A number of factors are converging to create a situation in which recruitment of employees will become increasingly more challenging with each passing year.

The most common of those factors known today are the predicted loss of significant numbers of employees due to the upcoming retirement of key personnel, and the expectation of a rising level of competition for a shrinking number of qualified employees who remain.

By 2010 about 64 million workers - 40 percent of the nation's workforce - will be positioned for retirement. The number of people ages 35 to 44 in the workforce will actually drop by 10 percent, while the number of workers 45 to 54 will grow by 21 percent. By that time the number of 55- to 64-year-olds will expand by 52 percent.

According to the Bureau of Labor Statistics we will have nearly 168 million jobs to be filled by skilled workers by the year 2010 but our workforce supply will only be about 158 million.

These factors will hit some sectors harder than most - such as government agencies, chemical companies, aerospace, utilities, and the oil and gas industry.

For some sectors the problem is already very difficult.

83 % of U.S. manufacturers could not find enough skilled workers to remain productive, with more than 80 percent reporting a "moderate or severe shortage" of machinists, operators, craft workers, distributors, technicians, and other workers, according to the National Association of Manufacturers.

In a recent poll by Robert Half International 55 percent of executives reported that their firms are concerned about losing key staff to retirement in the next 5 to 10 years.

And for those who remain or are new to the job market the employment picture will continue to improve and will create a climate where many of them no longer feel they must remain in a position simply because it is the only one available.

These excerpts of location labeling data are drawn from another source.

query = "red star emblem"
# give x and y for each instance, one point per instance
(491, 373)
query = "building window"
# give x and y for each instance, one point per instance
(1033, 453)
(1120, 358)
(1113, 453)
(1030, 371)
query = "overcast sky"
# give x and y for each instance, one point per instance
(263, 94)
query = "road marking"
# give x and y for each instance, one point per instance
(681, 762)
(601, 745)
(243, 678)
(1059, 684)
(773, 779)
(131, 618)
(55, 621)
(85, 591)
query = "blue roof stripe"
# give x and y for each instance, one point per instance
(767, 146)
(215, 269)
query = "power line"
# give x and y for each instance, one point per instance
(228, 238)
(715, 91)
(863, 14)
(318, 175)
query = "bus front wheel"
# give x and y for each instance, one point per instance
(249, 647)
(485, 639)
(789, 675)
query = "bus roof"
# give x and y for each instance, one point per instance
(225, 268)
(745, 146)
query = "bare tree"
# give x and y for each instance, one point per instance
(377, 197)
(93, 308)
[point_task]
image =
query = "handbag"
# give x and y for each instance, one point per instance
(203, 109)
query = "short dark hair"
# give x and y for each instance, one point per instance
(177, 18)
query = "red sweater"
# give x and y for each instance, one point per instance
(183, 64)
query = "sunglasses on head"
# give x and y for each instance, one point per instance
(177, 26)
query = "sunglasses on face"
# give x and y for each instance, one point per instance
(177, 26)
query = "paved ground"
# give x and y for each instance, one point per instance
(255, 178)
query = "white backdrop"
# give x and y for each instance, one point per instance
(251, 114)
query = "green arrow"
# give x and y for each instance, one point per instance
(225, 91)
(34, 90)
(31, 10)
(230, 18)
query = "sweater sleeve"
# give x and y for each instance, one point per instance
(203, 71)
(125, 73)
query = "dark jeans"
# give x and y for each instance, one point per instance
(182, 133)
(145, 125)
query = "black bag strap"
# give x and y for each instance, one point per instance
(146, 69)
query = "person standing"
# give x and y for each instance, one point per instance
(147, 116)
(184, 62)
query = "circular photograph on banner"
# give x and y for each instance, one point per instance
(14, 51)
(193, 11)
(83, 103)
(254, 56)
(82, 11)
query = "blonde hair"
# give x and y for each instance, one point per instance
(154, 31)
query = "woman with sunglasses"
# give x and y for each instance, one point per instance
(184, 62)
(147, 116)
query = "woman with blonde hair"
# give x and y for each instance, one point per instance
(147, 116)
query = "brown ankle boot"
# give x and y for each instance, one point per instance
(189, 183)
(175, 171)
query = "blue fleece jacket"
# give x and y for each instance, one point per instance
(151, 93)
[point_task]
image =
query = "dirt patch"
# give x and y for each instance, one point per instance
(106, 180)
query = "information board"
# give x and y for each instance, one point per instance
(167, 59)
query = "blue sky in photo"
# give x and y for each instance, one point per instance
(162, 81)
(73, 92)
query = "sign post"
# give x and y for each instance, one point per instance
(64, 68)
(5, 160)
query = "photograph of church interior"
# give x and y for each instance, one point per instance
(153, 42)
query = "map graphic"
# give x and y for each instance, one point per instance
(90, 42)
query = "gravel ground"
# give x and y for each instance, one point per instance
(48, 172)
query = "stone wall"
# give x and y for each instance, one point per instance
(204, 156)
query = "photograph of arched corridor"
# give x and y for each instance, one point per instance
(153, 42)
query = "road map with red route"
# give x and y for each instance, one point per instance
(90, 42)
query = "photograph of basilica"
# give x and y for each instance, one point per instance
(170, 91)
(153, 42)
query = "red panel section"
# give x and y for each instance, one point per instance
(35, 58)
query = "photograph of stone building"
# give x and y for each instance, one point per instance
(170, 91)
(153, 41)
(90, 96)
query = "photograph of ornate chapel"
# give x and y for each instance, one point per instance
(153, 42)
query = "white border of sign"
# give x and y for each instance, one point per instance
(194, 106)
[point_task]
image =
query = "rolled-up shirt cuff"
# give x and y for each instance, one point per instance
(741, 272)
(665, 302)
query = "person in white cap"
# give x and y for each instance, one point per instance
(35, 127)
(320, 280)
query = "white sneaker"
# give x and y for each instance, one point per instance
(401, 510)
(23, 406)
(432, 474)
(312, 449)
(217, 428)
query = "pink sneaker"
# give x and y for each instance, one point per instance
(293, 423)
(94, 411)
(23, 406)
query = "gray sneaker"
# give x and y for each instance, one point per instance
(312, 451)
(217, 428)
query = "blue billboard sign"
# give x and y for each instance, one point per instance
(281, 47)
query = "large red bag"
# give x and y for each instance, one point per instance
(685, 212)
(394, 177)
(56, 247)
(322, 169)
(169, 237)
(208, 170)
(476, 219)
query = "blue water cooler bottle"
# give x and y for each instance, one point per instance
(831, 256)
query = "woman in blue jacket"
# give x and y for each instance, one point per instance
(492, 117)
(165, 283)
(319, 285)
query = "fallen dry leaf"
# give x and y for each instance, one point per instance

Already nearly 25% of all employees changed jobs over the past 18 months, and among young families with children under the age of six, 33% of employees reported a change of employers over the past year and a half, according to a study by MetLife.

The demographics and diversity of the workforce will change significantly over the next decade.

Job descriptions and company missions will need to adjust to meet the requirements of a shifting economy. And as a result it is expected that the challenges of recruiting qualified employees will increase inexorably over time.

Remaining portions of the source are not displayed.